教皇ヨハネス23世以来、カトリック教会は、実践においても発言においても、この見方を確認している。カトリック教会は一つの時代に決別を告げたのである。世界そのものが、あまたの変化をとげて新時代に突入したというのに、どうして教会だけが古い時代にしがみついていることができようか。世界を揺るがしている大きな変化が、教会にも強い影響を及ぼし、教会自体と世界における教会の使命について反省を促している。キリストのもとに集まる民である教会の反省、転換、刷新は、常に教会の源泉に戻ること、イエズスの福音の純粋さに帰ることでなければならない。
第二バチカン公会議を終えて今年で60年である。カトリック教会は20世紀半ばの第二バチカン公会議を境に大きな様変わりを経験したというが、その歴史的転換期の様子を私は知らない。公会議は、ローマ聖座と一致した司教たちの会議だ。司教=教区長として各々の小教区の状態を知らなければ、公会議に参加する意味がないだろう。
日本の全ての司教様方を存じていない私であるが、未来の教会を憂い行動に移した方は、タイプは違うが今は亡き森一弘司教と溝部脩司教のお二人だ、と私は勝手に思っている。1970年以降からの教会は、高齢化に加え、若者の教会離れが加速している状態が今も続いている。溝部司教は説教集の中で罪について教区長として自分について語っておられる。
「私が高松教区の司教として困難に遭遇し、いろいろな反対を受けるとしましょうか。そのとき、『まあ、しょうがないか』とすべてを投げ出し、『まあ、なるがままになるさ』と、これぐらいのやり方で、教区そのものを駄目にしてしまうとしましょう。活気のない、もう、見るからに立ち上がることのできない教区にしてしまう」
「そのとき、私に罪はないのでしょうか。そのとき、神の恵みを信頼して、信じて、そして、どんな困難があっても立ち上がって働かなければいけない、というところに至らなかった、その点において私は罪深い、と考えなければいけないのです」
「私がその決心をすることができなかったために、高松教区は、活気のないつまらない、難しい教区になっていったとしたら、私は自らの罪をやはり悔いると思いますし、一生をかけて償わなければならないことになります。罪を考えるときは、いつでもこのように相手の立場に立って考え、自らを振り返る、こういう視点が必要です」(溝部司教の『聖霊の息吹を受けて』 2004年10月31日の説教より抜粋)
・・・・・・・
森司教と溝部司教は、その時だけの自分の安泰だけを望まれてはいなかった、と私は確信している。お二方の共通点は感覚が若く、ビジョンと共に先見の明を持っておられた、ということだろう。それ故に、下の世代の私たちの意見を真剣に聞いてくださり、見放すことなく叱咤激励してくださった”人間司教”としての器の大きさには感謝と尊敬の念しかない。

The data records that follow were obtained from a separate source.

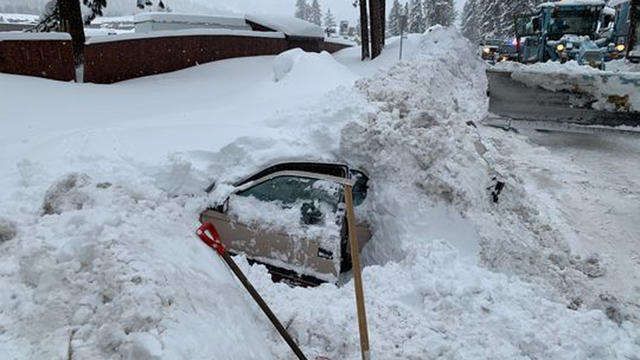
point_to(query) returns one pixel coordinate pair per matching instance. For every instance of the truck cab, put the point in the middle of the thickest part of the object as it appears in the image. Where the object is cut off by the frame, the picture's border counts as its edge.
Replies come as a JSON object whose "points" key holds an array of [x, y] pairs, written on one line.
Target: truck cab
{"points": [[560, 31]]}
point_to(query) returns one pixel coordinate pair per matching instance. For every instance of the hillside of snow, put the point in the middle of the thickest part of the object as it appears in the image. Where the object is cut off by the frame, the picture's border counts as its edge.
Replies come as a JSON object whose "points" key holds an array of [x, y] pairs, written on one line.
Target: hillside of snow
{"points": [[103, 184]]}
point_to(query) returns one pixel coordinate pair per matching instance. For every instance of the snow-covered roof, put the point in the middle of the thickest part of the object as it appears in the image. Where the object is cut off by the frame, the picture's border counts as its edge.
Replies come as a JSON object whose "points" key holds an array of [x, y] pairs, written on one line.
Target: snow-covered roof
{"points": [[614, 3], [340, 41], [112, 19], [572, 2], [185, 32], [289, 25], [19, 35], [189, 19]]}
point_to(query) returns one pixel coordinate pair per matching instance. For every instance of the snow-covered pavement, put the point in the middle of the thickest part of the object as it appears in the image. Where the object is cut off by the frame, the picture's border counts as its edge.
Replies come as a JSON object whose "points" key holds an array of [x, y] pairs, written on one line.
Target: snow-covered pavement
{"points": [[113, 269]]}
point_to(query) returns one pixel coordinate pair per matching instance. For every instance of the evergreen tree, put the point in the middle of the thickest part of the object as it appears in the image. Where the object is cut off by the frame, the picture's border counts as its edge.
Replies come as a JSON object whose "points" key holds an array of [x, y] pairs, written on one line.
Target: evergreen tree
{"points": [[393, 24], [442, 12], [302, 9], [95, 9], [417, 23], [486, 19], [316, 13], [329, 22]]}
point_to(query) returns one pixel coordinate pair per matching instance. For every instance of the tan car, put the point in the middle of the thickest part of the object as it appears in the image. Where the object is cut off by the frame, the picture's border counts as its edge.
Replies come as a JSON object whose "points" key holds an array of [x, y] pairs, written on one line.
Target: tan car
{"points": [[291, 218]]}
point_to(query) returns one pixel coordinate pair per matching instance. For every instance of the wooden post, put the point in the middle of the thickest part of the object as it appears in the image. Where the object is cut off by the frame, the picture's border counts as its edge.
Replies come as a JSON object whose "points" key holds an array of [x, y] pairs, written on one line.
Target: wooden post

人としての生き方を知らないなら、聖職者として生きていくことは難しいのではないだろうか。互いに理解するためには、”確かな愛”が必要だろう。キリスト教的集団の中におられたイエスは一人の人間として生きられたのではないか…。
最近の私は、「この愛を永遠に信じたいのです…」と、人間イエスに日々伝え、問いかける日々を送っている。こんな私を神様は全てご存じだろう。